Increasingly eccentric at the crease – theatrically pirouetting, pivoting and pointing the bat after almost every delivery – Smith’s ability to occupy the crease remained undiminished as he moved to 53 not out in his side’s lunch score of 155 for five.

Smith lofted Leach for four to bring up his half-century
Smith lofted Leach for four to bring up his half-century (Mike Egerton/PA)

After five sessions were washed out in the first three days, time was running short when the tourists resumed on 80 for four – 178 behind – with England seamer Stuart Broad admitting on Friday night that Australia needed to be all out in the first two hours of play to keep hopes alive.

Instead of the six wickets they needed to make that happen there was only one, Broad having Matthew Wade well caught by Rory Burns at third slip, and events will now need to accelerate swiftly for either side to press for anything other than a draw.

Smith has now soaked up another 122 balls, adding to the 426 he chewed through in Birmingham, with captain Tim Paine unbeaten on 21 at the other end.

  • 239 - Perth, 2017
  • 76 - Melbourne, 2017
  • 102* - Melbourne, 2017
  • 83 - Sydney, 2018
  • 144 - Birmingham, 2019
  • 142 - Birmingham, 2019
  • 53* - Lord's, 2019

It took England just over half-an-hour to make their first breakthrough on Saturday, Broad taking his third of the innings by coming round the wicket to Wade and drawing a thick outside edge that squirted low to Burns.
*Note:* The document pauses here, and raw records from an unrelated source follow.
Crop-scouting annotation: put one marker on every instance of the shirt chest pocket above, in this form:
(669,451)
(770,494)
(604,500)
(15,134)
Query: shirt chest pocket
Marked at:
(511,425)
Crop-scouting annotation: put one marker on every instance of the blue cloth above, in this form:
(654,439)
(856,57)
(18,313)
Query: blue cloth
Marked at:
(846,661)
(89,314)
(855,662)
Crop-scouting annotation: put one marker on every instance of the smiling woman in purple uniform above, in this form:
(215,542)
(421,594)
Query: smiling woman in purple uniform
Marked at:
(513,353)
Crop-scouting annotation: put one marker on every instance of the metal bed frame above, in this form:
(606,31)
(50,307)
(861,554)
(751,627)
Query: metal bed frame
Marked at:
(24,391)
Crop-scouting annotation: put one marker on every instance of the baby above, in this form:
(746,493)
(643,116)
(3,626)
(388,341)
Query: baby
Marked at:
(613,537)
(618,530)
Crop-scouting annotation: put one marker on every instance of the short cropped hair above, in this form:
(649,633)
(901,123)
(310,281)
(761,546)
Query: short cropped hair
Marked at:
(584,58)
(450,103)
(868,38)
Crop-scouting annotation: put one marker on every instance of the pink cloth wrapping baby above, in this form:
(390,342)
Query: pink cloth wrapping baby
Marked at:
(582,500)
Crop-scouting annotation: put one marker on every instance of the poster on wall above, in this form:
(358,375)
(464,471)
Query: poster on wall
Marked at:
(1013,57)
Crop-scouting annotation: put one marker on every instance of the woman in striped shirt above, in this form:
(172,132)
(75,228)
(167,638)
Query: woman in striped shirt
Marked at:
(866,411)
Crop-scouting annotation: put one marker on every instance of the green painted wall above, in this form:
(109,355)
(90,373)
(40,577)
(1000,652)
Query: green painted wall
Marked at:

Smith continued to confound, though, beaten once by sideways movement from Broad and later failing to pick up a knuckle ball from Jofra Archer but otherwise watertight.

Alongside the calm nudges for one and two he occasionally took the invitation to open up, with a couple of clean drives to the cover boundary, and England’s enthusiasm dwindled when it became clear Paine would not allow them to open up the tail.

Finally, in the 58th over, Joe Root turned to left-arm spinner Jack Leach for the first time.

Hopeful suggestions that Smith might have a weakness against his style of bowling were quickly brushed aside, with the batsman dancing down the pitch and heaving Leach high into the leg-side to bring up his fifty.